Underachievers' Diary

The Wildcats finally came through, even if they didn't ultimately win.

The events of the past few weeks bring to mind a line from the movie The Commitments, a howlingly funny and painfully sad tale of a bunch of dead-end kids in Dublin who get together to form a soul-music band. After struggling mightily against the odds and among themselves, they achieve a level of collective excellence that none of the individuals had ever thought possible. Then, poised on the edge of fame and fortune, their dreams are dashed.

Trying to make sense of it all, Jimmy, the kid who had put the band together, seeks answers from Joey "The Lip" Fagen, the older member of the band who had played with several soul legends during his younger days. "Oh sure," Joey explains, "we could have been famous and made lots of albums and stuff. But that would have been predictable. This way, it's poetry."

Predictable? Almost. Poetic? I'm not so sure, unless it's that kind of poetry that doesn't rhyme and has no meter. When just about everyone in town had arrived at a place in their hearts and minds where they absolutely expected a storybook finish, it turns out the storybook was written by Franz Kafka.

At first, it was a far-out notion, a Hollywood tragedy-into-triumph scenario even a hack screenwriter fresh out of USC Film School wouldn't have dared to try. But then it started to take shape. The Cats ended the regular season with a highly improbable sweep of Stanford and Cal in the Bay Area. Then they shoved aside two lightweight foes in what has been for the Cats over the years a treacherous first weekend of the NCAAs.

The Dream came into sharper focus as Arizona out-muscled Mississippi and then shoved aside the thugs from Illinois. When they blasted the defending national champion Michigan State Spartans in the semi-final game, it all just crystallized. There was no way the Cats were going to get all that way and then lose. It was universally accepted that there was only one possible outcome. As it turns out, there were two.

Excuses are like anuses--everybody's got one and they all stink. There are no excuses. It wasn't the refs, it wasn't Gilbert Arenas' injury, it wasn't Duke's Mike Dunleavy pulling big shots out of his butt. That's what championships are made of: playing better than you are.

This could have been one of the most disappointing teams in the history of sports. Arizona lost to a weak UConn team and to an even weaker Purdue squad. They lost in their own tournament for the first time in school history. They got hammered at Oregon.
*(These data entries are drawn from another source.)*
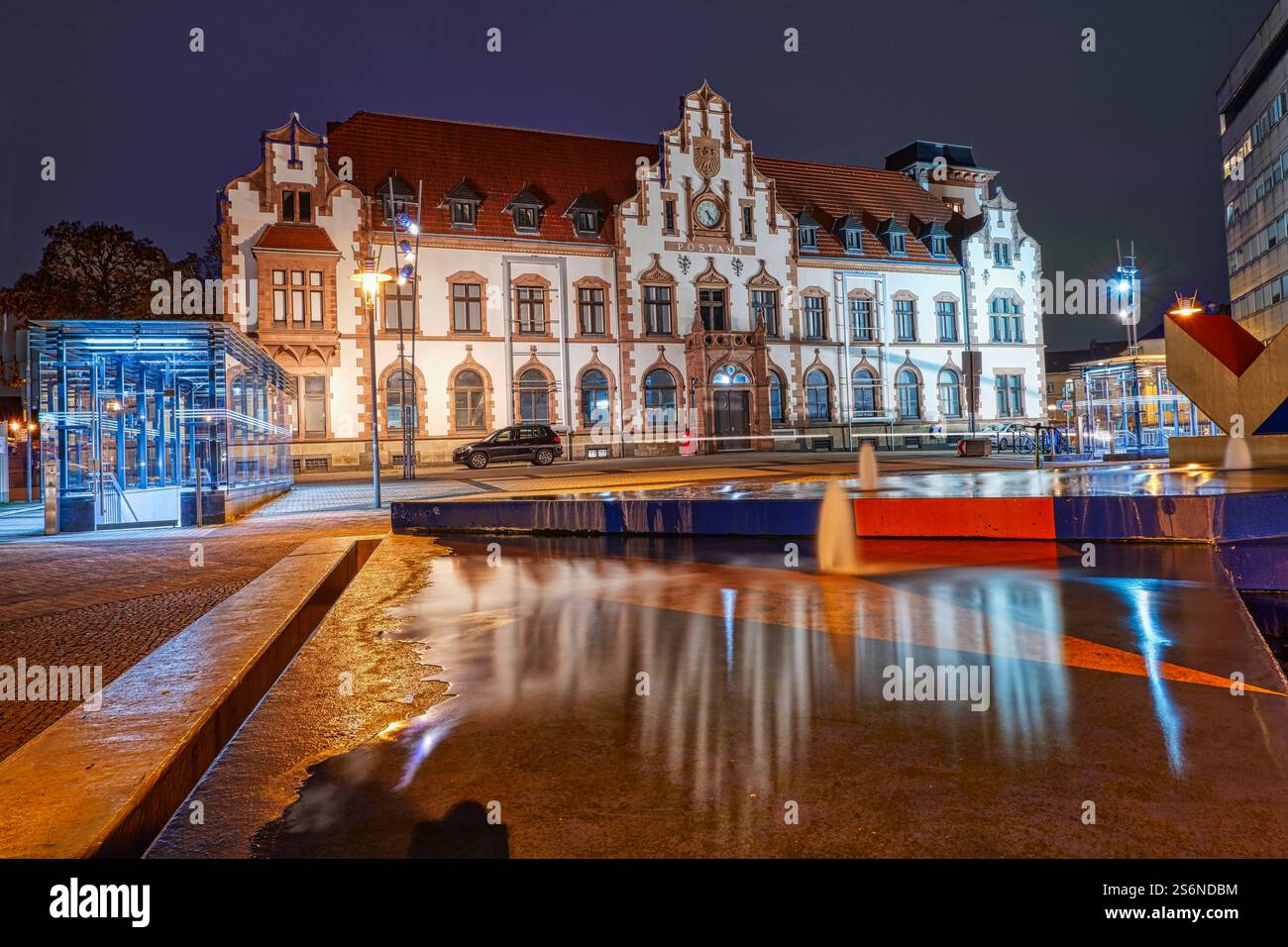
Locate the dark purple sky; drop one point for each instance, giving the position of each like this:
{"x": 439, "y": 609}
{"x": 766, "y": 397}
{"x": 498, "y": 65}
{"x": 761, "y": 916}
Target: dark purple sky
{"x": 1117, "y": 144}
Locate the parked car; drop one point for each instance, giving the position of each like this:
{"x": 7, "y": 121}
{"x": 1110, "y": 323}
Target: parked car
{"x": 1006, "y": 436}
{"x": 537, "y": 444}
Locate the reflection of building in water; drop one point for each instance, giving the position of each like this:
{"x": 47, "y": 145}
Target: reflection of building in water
{"x": 742, "y": 667}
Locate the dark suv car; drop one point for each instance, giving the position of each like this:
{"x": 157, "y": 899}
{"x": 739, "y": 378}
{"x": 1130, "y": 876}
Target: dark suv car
{"x": 536, "y": 444}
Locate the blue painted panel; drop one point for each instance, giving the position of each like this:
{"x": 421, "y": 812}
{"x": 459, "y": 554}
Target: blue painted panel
{"x": 1132, "y": 517}
{"x": 1256, "y": 566}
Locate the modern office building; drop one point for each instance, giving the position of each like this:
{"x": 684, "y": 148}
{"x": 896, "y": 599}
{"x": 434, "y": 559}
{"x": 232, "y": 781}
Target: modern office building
{"x": 1250, "y": 106}
{"x": 639, "y": 295}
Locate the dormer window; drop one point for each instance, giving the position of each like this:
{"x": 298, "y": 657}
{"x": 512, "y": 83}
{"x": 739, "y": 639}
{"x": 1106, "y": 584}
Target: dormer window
{"x": 297, "y": 206}
{"x": 894, "y": 235}
{"x": 526, "y": 219}
{"x": 463, "y": 214}
{"x": 526, "y": 209}
{"x": 463, "y": 206}
{"x": 395, "y": 197}
{"x": 935, "y": 239}
{"x": 806, "y": 231}
{"x": 587, "y": 215}
{"x": 849, "y": 230}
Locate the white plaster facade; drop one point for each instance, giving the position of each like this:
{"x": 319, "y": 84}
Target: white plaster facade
{"x": 653, "y": 231}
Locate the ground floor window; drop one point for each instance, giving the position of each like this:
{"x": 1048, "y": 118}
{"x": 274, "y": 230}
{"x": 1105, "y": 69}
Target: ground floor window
{"x": 949, "y": 393}
{"x": 400, "y": 401}
{"x": 776, "y": 397}
{"x": 468, "y": 397}
{"x": 1010, "y": 395}
{"x": 660, "y": 402}
{"x": 593, "y": 397}
{"x": 314, "y": 406}
{"x": 909, "y": 392}
{"x": 818, "y": 397}
{"x": 864, "y": 393}
{"x": 533, "y": 397}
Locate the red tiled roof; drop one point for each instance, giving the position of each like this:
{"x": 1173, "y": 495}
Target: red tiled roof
{"x": 496, "y": 161}
{"x": 295, "y": 237}
{"x": 1229, "y": 342}
{"x": 833, "y": 191}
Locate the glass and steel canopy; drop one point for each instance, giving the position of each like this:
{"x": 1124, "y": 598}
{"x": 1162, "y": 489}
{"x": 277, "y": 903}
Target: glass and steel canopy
{"x": 138, "y": 412}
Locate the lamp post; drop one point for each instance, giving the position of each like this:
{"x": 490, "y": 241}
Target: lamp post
{"x": 370, "y": 278}
{"x": 24, "y": 431}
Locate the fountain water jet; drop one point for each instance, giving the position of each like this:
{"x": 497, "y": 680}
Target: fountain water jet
{"x": 837, "y": 536}
{"x": 1236, "y": 454}
{"x": 867, "y": 467}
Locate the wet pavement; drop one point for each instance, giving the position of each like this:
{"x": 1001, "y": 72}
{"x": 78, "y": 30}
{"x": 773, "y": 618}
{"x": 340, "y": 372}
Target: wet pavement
{"x": 558, "y": 697}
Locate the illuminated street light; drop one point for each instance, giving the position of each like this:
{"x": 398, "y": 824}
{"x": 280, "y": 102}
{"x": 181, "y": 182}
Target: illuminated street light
{"x": 1186, "y": 305}
{"x": 372, "y": 278}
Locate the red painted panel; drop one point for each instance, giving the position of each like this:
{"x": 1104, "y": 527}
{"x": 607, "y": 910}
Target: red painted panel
{"x": 987, "y": 517}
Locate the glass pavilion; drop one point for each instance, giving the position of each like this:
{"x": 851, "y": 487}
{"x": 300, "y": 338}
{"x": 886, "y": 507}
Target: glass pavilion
{"x": 143, "y": 414}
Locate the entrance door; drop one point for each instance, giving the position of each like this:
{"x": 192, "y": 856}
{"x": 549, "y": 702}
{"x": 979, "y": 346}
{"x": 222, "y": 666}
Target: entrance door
{"x": 732, "y": 418}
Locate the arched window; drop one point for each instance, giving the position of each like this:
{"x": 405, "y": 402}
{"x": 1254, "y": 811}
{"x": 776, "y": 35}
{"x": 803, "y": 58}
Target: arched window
{"x": 949, "y": 393}
{"x": 593, "y": 397}
{"x": 533, "y": 397}
{"x": 660, "y": 399}
{"x": 730, "y": 375}
{"x": 907, "y": 388}
{"x": 818, "y": 397}
{"x": 776, "y": 397}
{"x": 400, "y": 399}
{"x": 864, "y": 393}
{"x": 468, "y": 399}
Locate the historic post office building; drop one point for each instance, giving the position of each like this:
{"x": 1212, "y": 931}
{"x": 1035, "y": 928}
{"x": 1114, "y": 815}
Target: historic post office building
{"x": 687, "y": 295}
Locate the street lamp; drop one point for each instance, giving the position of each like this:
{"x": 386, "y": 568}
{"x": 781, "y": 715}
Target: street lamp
{"x": 370, "y": 278}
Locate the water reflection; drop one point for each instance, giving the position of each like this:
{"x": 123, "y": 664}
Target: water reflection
{"x": 741, "y": 664}
{"x": 606, "y": 701}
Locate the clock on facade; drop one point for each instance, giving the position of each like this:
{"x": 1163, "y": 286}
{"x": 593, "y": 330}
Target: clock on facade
{"x": 707, "y": 213}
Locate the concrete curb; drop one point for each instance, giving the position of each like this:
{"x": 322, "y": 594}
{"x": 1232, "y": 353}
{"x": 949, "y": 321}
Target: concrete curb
{"x": 1141, "y": 518}
{"x": 102, "y": 784}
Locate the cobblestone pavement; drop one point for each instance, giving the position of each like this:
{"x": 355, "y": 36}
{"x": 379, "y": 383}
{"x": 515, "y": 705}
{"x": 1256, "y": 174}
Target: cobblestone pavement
{"x": 110, "y": 598}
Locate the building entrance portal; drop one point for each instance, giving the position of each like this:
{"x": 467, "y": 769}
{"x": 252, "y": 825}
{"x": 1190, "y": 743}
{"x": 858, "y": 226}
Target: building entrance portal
{"x": 732, "y": 419}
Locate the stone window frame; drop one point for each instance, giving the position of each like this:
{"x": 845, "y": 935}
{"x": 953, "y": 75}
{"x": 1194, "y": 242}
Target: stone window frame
{"x": 420, "y": 393}
{"x": 592, "y": 282}
{"x": 469, "y": 278}
{"x": 533, "y": 364}
{"x": 961, "y": 390}
{"x": 957, "y": 317}
{"x": 532, "y": 281}
{"x": 301, "y": 395}
{"x": 488, "y": 395}
{"x": 877, "y": 389}
{"x": 905, "y": 296}
{"x": 820, "y": 294}
{"x": 874, "y": 315}
{"x": 816, "y": 365}
{"x": 580, "y": 424}
{"x": 907, "y": 365}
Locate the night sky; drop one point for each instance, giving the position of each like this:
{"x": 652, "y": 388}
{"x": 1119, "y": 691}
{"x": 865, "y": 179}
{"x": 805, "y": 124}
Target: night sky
{"x": 1093, "y": 146}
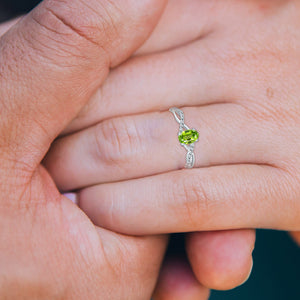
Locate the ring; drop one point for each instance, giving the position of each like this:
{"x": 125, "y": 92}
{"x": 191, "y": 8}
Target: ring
{"x": 186, "y": 136}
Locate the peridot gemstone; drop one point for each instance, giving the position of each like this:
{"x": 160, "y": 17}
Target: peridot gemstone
{"x": 188, "y": 137}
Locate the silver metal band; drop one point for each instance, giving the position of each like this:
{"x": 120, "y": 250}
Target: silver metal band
{"x": 179, "y": 117}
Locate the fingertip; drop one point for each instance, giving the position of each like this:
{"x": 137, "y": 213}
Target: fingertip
{"x": 221, "y": 260}
{"x": 177, "y": 282}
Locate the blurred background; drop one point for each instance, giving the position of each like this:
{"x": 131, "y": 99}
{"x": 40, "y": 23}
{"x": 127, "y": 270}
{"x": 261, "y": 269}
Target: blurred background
{"x": 276, "y": 271}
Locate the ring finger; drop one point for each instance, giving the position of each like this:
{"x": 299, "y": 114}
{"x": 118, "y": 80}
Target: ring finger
{"x": 142, "y": 145}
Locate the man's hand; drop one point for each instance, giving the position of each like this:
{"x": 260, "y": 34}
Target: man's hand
{"x": 50, "y": 64}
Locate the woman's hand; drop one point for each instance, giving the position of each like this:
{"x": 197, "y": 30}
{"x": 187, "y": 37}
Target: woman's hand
{"x": 238, "y": 85}
{"x": 51, "y": 63}
{"x": 76, "y": 160}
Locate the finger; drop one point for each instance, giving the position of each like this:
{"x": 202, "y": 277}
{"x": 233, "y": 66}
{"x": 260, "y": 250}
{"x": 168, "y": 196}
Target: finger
{"x": 228, "y": 135}
{"x": 221, "y": 260}
{"x": 183, "y": 21}
{"x": 132, "y": 260}
{"x": 158, "y": 82}
{"x": 4, "y": 27}
{"x": 215, "y": 198}
{"x": 67, "y": 50}
{"x": 177, "y": 281}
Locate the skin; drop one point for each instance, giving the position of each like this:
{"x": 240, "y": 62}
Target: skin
{"x": 51, "y": 63}
{"x": 23, "y": 150}
{"x": 247, "y": 170}
{"x": 238, "y": 85}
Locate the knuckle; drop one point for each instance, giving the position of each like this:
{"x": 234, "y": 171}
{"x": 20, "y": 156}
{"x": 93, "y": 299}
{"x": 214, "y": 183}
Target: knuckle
{"x": 117, "y": 141}
{"x": 191, "y": 200}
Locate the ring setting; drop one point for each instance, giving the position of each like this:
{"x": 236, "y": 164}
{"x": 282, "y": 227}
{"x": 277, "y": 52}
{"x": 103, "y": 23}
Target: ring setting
{"x": 186, "y": 136}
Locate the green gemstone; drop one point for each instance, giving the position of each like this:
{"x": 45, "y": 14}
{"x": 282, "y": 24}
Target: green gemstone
{"x": 188, "y": 137}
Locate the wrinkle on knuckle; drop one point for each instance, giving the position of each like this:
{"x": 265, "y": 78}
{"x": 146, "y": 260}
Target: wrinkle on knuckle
{"x": 67, "y": 33}
{"x": 193, "y": 200}
{"x": 117, "y": 140}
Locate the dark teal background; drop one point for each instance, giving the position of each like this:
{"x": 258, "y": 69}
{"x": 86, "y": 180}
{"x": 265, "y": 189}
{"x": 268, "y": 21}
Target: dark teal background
{"x": 276, "y": 271}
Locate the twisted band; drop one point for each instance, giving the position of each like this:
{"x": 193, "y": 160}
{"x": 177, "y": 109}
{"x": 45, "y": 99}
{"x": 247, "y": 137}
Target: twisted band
{"x": 187, "y": 137}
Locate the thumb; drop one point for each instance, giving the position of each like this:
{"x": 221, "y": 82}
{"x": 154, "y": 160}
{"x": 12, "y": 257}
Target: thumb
{"x": 53, "y": 60}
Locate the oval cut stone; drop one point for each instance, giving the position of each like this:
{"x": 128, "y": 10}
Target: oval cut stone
{"x": 188, "y": 137}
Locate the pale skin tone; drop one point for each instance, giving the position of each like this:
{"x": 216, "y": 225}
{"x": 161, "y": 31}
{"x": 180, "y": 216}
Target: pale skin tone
{"x": 206, "y": 243}
{"x": 238, "y": 84}
{"x": 52, "y": 62}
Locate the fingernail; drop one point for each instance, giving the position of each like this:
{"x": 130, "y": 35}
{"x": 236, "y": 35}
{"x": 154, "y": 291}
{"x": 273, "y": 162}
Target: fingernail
{"x": 73, "y": 197}
{"x": 248, "y": 274}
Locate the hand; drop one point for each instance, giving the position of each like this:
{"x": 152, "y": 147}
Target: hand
{"x": 51, "y": 62}
{"x": 76, "y": 161}
{"x": 248, "y": 123}
{"x": 241, "y": 85}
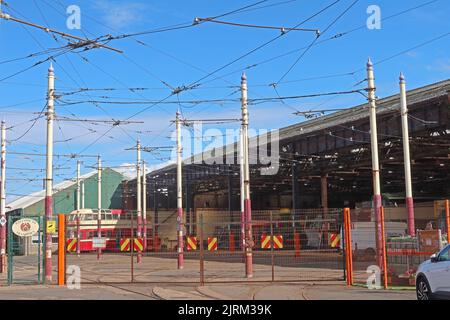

But then they pulled it together and made an exquisite run, one that not only redeemed their season but quite likely put them on a par with the other two great UA teams of the past--the Sean Elliott team of 1988 and the champions of 1997. In fact, I wouldn't be surprised if, with the passage of time, this team goes to the head of the line in the sweet memories of Cat fans.

Watching them pull together and become a force greater than the sum of their individual parts was a wonder to behold. "Loser" is not the worst label in sports; that ignominious distinction goes to "underachiever." For a while the Cats had cornered the market on underachieving. But then the spark was lit and they took off on a quest.

UA alum Ron Shelton, in his screenplay for the classic sports film Bull Durham, wrote, "And for an extraordinary (two months), they played the game with joy and verve and poetry."

Again with the poetry. But this was more than just another season. It was a piece of our lives.

Over the past few weeks, I have grown weary of the Arizona haters. As we are reminded every time we try to go anywhere in this town, Tucson is bursting at the seams with people from Someplace Else. It's bad enough that they came here at all. But they didn't just come here to live; they came here to bitch.

It's too hot here. What, you didn't understand the definition of the term "desert"?

There's too much traffic. You're a major part of that particular problem.

I don't like the Wildcats. Well then, you're an idiot.

These aren't the Dallas Cowboys with the drug scandals and spousal abuse. They're not even the New York Yankees, who go out and buy championships. They're a bunch of kids playing college basketball. Richard Jefferson might be something of a jerk at times, but no one can dispute that he plays his ass off. Gilbert Arenas is delightful on and off the court. Jason Gardner had one bad shooting night, but his steadying influence during the tournament was as important an ingredient as any in the Cats' success. Michael Wright is a freakin' Man. And Loren Woods ignored the whispers in his head and showed up big time.

What, I ask, is not to like? Luke Walton playing with a broken thumb? Eugene Edgerson pretty much single-handedly obliterating the widely held notion of West Coast softness? Lute Olson enduring a near-endless stream of inappropriate questions about his beloved late wife from an increasingly embarrassing media that uses a paint-by-the-numbers approach to finding The Story Angle?

I sat in the gym last Sunday and listened to a gaggle of morons bag on the Wildcats. No reason to hate; with these clowns, hatin' is its own reward. I felt like I should have been angry, but then I realized they weren't worth it. As I watched them spew their stupidity, I realized they looked more pathetic than an old white man with a Filipino wife.

And so it ends: The Dream Season, Minus One. It's probably for the best. If they had won it all, Hollywood might have felt obligated to come calling. And Lord knows, nobody would've bought Gene Hackman as Lute Olson.